Index  Decision Records ADR-188: Escape and Sanitise Generated HTML Output

ADR-188: Escape and Sanitise Generated HTML Output

1 Status

Date Status
05-06-2026 Proposed
Accepted
In-Progress
Implemented

2 Context

Almirah's purpose is to render author-written Markdown (specifications, test protocols, decision records, test data) into a published, interlinked HTML site.

A review of the HTML rendering path in Almirah.Code found that authored Markdown content is interpolated into the generated HTML essentially raw.
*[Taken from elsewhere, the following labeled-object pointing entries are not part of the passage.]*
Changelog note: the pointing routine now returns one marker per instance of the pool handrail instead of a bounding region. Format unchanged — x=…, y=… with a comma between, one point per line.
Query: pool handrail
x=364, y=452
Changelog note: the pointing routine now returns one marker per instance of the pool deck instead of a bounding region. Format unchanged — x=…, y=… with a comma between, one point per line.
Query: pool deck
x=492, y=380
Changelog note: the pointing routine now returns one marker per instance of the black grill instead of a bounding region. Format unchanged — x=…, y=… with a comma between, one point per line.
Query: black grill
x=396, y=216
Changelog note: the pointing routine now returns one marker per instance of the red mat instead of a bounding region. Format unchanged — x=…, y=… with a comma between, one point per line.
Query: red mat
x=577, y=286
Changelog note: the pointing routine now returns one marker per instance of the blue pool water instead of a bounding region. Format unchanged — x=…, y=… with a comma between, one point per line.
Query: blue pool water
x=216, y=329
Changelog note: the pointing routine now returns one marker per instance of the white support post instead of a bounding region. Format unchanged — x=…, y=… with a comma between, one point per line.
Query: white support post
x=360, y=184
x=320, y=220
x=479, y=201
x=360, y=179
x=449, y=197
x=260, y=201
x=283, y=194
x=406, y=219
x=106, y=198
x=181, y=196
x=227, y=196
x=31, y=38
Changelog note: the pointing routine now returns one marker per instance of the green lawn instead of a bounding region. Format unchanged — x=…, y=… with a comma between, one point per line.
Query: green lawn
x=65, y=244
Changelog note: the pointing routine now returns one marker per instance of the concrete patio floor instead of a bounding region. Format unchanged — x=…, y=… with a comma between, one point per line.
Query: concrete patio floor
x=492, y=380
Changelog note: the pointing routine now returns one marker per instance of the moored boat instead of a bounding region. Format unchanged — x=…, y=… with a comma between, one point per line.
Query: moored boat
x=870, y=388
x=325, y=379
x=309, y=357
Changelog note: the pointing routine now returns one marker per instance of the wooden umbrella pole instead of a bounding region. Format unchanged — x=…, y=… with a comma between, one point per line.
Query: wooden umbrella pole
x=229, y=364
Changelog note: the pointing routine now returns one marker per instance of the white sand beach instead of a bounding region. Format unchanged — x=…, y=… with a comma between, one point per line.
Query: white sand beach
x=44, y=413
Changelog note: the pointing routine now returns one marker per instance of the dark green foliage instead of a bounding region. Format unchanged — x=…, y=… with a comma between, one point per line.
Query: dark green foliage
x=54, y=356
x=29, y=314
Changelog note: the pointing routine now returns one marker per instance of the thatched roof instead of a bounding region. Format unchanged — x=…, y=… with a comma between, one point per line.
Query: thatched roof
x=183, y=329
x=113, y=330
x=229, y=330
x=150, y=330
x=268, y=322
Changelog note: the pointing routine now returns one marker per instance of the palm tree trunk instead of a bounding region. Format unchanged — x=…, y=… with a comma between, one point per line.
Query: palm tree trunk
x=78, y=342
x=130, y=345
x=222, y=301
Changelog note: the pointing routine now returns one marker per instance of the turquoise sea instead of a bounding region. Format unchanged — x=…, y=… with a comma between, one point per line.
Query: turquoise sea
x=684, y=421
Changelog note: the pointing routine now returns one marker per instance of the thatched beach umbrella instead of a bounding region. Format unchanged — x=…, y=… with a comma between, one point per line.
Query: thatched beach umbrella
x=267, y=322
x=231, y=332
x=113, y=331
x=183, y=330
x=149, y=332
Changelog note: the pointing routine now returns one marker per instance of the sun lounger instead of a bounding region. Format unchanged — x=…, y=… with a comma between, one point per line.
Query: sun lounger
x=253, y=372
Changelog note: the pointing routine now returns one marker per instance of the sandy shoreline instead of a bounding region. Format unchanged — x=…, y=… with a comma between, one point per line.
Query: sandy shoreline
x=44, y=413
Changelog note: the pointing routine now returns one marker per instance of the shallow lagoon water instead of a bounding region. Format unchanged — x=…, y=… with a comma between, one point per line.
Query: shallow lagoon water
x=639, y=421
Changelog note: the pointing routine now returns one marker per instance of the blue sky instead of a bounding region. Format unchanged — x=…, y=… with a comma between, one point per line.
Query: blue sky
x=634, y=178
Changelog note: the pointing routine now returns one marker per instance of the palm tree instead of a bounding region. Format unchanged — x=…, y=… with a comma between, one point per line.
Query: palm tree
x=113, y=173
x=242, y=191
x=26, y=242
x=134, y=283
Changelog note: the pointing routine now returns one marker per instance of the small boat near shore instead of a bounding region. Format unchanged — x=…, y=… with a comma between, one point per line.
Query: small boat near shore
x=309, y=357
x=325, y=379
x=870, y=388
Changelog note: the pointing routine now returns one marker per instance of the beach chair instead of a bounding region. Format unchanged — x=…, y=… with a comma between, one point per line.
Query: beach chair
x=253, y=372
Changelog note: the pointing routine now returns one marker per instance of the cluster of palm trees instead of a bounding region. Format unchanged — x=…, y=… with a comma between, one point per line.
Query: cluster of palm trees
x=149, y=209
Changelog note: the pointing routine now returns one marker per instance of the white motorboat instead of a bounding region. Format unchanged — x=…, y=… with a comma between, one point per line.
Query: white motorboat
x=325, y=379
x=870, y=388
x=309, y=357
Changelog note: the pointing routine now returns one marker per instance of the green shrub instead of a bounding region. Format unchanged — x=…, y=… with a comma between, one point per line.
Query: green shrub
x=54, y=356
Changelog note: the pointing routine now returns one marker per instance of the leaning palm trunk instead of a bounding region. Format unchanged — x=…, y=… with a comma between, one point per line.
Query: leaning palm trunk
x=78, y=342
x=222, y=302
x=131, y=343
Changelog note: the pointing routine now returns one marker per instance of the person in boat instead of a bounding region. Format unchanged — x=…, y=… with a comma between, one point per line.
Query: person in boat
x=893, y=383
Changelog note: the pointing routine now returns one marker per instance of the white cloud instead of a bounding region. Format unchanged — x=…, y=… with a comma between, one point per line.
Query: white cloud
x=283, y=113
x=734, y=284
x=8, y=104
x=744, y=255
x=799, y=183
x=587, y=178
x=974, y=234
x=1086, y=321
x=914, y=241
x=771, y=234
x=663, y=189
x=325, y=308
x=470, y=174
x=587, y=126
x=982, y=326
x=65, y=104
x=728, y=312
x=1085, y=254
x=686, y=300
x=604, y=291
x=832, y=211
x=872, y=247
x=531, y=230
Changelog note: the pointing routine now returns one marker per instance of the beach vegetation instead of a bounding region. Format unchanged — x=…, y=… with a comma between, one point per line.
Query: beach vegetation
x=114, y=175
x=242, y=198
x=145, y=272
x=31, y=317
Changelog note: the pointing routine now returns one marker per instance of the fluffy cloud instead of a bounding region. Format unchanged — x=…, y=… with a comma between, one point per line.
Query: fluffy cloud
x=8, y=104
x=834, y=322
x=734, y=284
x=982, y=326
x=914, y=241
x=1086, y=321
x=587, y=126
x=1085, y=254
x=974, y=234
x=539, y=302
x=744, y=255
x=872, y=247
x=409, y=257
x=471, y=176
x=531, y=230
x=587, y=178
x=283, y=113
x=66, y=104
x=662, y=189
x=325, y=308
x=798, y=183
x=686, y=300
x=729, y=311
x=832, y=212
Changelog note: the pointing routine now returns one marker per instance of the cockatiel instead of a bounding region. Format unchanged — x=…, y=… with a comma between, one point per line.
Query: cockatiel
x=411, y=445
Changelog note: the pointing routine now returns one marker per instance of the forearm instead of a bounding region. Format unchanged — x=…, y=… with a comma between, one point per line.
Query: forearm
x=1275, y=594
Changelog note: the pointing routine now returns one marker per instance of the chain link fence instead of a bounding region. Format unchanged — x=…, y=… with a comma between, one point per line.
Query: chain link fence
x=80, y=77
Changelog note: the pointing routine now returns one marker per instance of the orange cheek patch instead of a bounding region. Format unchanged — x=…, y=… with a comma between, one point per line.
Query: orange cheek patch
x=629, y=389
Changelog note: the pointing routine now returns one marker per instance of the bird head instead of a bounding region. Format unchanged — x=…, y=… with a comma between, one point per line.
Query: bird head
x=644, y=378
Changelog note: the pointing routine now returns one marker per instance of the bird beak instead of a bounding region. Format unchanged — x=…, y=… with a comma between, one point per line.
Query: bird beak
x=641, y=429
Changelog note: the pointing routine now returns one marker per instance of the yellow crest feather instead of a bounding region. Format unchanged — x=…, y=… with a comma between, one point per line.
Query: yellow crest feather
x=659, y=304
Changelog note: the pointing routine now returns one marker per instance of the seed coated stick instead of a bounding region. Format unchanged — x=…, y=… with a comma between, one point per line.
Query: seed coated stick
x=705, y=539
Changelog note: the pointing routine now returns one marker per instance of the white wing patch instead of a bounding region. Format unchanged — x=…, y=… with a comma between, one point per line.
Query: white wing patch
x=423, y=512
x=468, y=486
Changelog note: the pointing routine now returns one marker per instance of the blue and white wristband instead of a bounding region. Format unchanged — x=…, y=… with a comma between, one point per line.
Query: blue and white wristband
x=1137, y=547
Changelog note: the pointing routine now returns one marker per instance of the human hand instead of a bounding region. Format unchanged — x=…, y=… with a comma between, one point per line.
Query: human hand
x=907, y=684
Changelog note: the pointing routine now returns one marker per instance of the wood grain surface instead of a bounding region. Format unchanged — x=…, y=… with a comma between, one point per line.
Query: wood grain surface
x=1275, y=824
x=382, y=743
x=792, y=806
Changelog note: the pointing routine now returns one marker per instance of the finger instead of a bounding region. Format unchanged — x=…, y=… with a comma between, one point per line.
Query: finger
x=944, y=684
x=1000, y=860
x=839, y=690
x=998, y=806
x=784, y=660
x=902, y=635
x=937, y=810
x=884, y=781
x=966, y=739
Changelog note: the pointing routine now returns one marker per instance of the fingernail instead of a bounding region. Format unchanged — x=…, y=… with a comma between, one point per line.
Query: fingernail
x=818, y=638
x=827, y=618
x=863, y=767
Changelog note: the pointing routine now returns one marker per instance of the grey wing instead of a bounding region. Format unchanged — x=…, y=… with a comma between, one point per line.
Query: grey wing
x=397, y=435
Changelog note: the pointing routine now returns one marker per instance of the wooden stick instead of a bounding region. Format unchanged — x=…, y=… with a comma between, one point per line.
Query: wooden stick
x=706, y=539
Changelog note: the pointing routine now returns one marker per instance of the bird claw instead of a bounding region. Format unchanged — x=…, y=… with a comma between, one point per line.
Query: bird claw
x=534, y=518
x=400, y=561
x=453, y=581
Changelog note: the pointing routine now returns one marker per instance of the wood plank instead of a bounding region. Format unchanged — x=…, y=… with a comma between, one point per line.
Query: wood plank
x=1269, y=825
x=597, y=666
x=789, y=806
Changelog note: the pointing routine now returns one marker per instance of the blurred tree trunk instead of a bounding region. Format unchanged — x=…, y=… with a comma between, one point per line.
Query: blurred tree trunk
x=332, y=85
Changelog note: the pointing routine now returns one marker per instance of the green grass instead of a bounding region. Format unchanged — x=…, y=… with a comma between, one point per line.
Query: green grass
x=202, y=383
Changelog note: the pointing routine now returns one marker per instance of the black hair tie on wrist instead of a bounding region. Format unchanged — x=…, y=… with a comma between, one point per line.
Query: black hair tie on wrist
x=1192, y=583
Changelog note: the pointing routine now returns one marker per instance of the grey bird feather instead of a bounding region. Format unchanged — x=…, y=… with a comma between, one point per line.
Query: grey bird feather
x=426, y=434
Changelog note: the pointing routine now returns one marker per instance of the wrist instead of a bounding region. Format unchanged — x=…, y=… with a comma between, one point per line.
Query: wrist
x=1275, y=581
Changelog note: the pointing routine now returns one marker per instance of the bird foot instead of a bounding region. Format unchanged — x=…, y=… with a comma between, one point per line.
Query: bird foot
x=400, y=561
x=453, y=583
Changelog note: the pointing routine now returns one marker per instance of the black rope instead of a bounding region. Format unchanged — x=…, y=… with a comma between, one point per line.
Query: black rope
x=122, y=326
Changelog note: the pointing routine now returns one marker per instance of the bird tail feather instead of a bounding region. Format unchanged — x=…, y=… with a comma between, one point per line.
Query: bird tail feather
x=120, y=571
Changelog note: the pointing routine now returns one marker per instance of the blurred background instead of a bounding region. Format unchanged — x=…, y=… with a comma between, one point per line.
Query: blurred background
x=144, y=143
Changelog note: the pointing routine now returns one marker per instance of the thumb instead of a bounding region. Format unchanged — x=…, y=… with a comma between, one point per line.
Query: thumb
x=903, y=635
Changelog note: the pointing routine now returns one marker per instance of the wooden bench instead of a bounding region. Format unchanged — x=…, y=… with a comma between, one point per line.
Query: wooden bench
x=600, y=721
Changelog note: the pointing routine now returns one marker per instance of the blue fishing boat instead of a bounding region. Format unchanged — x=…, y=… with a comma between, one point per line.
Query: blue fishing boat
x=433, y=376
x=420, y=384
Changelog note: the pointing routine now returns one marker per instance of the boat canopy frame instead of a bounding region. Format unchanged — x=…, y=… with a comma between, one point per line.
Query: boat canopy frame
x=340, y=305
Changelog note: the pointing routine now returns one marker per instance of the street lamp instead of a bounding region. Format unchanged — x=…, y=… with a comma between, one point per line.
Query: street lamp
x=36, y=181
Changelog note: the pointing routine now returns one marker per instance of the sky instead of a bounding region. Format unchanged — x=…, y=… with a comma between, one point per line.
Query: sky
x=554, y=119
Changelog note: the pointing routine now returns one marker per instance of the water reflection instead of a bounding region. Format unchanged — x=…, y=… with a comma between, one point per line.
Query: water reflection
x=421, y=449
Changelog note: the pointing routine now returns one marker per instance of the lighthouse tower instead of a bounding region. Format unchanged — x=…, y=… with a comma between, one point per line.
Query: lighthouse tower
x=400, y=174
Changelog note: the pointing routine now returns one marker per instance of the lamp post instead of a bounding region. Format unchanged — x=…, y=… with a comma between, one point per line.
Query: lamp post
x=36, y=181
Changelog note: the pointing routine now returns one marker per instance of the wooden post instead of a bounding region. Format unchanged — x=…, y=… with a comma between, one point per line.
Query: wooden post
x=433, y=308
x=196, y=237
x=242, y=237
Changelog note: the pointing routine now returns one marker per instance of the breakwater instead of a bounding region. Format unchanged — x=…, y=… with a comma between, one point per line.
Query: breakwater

HTML-escaping is applied in only three narrow places — inline code spans and the visible text of wiki links — confirmed by the fact that the only CGI.escapeHTML calls in the whole library are in lib/almirah/doc_items/text_line.rb (inline code, and the two wiki_link branches). There is no global output-encoding pass and no HTML sanitiser dependency.

As a result, any browser-executable code placed in a source .md file is reproduced verbatim in the generated page and executes when a reader opens it. This is **stored / persistent cross-site scripting (XSS)**: the payload lives in committed Markdown, is baked into the static site at build time (almirah please .), and fires for every visitor.

Confirmed unescaped rendering paths (verified by running the formatter on crafted inputs):

Vector Location Escaped today
Paragraph / blockquote / table-cell text plain-text token emit in TextLine; Paragraph#to_html No
Heading text Heading#to_html (emitted raw; does not even pass through the text formatter) No
Fenced code block content CodeBlock#to_html No
Markdown link URL (href) TextLine#link (no scheme check) No
Markdown link text TextLine#link No
Image src and alt Image#to_html No
Inline code span TextLine#inline_code Yes
Wiki-link display text TextLine#wiki_link Yes

Working proof-of-concept payloads that survive rendering:

One accidental, non-defensive quirk: the inline parser splits on parentheses, so a naive javascript: href is truncated at the first parenthesis — but percent-encoding, attribute breakout, or a data: URI bypasses this entirely. It is not a control.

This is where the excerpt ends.